Elbette “kurnaz yandaşlar” hiçbir konunun üzerine bütün açılara bakan geniş ve korkusuz yelkenler açamıyorlar; onların yöntemi iktidara asla dokunmadan ve bu arada onun yaptığı devasa yanlışları örtbas ederek aldıkları paranın hakkını vermek ve sorgusuz-sualsiz hizmetkârlık etmek.
Bu hizmetler her zaman ak pak ortamlarda gerçekleşecek türden değil. Çoğu kez “bel altı vuruşlar”, “yalan ve iftiralar”, ayrıca bugünkü gibi “kelle avcılığı” da onların görevleri arasında.
Yandaşlar, şimdi de siz bana cevap verin
Şimdi reislerinden, patronlarından aldıkları işaretle gazetecilere saldıran, onları işlerinden etmeye çalışan, insanları karalamaya gayret eden yandaşlara benim de bir çift sözüm var:
Madem öyle “Terörist dedin mi, demedin mi?” türünden sorularla birilerini sıkıştırmaya meraklısınız, madem soruları seviyor ve cevap almak için heyecanla mücadele ediyorsunuz, o halde ben de size birkaç soru sorup cevap rica edebilirim herhalde.
Eyy yandaş arkadaşlar,
- Siz tapeleri, ayakkabı kutularını, para sayma makinelerini, odalara sığmayıp sıfırlanamayan paraları, malum kol saatini yolsuzluk olarak görüyor musunuz görmüyor musunuz?
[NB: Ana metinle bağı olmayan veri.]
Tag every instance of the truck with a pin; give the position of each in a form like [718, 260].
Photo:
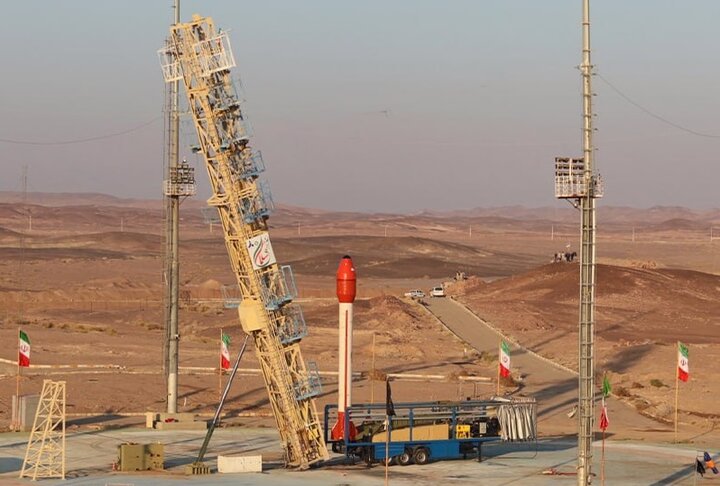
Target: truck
[421, 432]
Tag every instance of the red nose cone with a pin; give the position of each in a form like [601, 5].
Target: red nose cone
[346, 279]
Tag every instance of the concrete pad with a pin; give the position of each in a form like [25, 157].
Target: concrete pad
[235, 464]
[199, 425]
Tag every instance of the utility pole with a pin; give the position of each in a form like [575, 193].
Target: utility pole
[172, 225]
[577, 181]
[586, 405]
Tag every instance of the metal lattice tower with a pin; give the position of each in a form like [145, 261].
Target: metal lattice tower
[576, 179]
[202, 58]
[45, 453]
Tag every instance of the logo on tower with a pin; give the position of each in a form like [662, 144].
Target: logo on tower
[260, 251]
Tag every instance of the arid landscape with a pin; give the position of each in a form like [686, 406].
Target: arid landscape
[82, 275]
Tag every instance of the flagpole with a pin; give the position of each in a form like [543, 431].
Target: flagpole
[499, 351]
[387, 446]
[220, 368]
[16, 425]
[372, 374]
[602, 456]
[677, 388]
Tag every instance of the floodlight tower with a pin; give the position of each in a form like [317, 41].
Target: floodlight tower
[576, 180]
[179, 183]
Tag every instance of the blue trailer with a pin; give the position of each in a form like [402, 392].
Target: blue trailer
[420, 432]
- Uludere’yi (Roboski), Reyhanlı’yı, MİT tırlarını nasıl açıklıyorsunuz?
- Kabataş’ta onlarca yarı çıplak insanın bir kadına ve bebeğine saldırıp üzerlerine işediğini hâlâ iddia edebiliyor musunuz?
- “Alo Fatih’lerle”, “Alo Mustafa’larla” bağımsız ve onurlu bir gazeteciliğin mümkün olduğunu savunabiliyor musunuz?
- Sabaha karşı çıkarılan torba yasalarla, iç güvenlik kanunları ve örtülü ödeneklerle, internetin ve gazeteciliğin (“gazetecilik”, hatırlıyor musunuz, sizin de mesleğiniz!) iki dudak hareketiyle sınırlanıp yasaklanmasıyla kurulacak “tek adam rejimi”yle demokrasinin yaşayabileceğine inanıyor musunuz?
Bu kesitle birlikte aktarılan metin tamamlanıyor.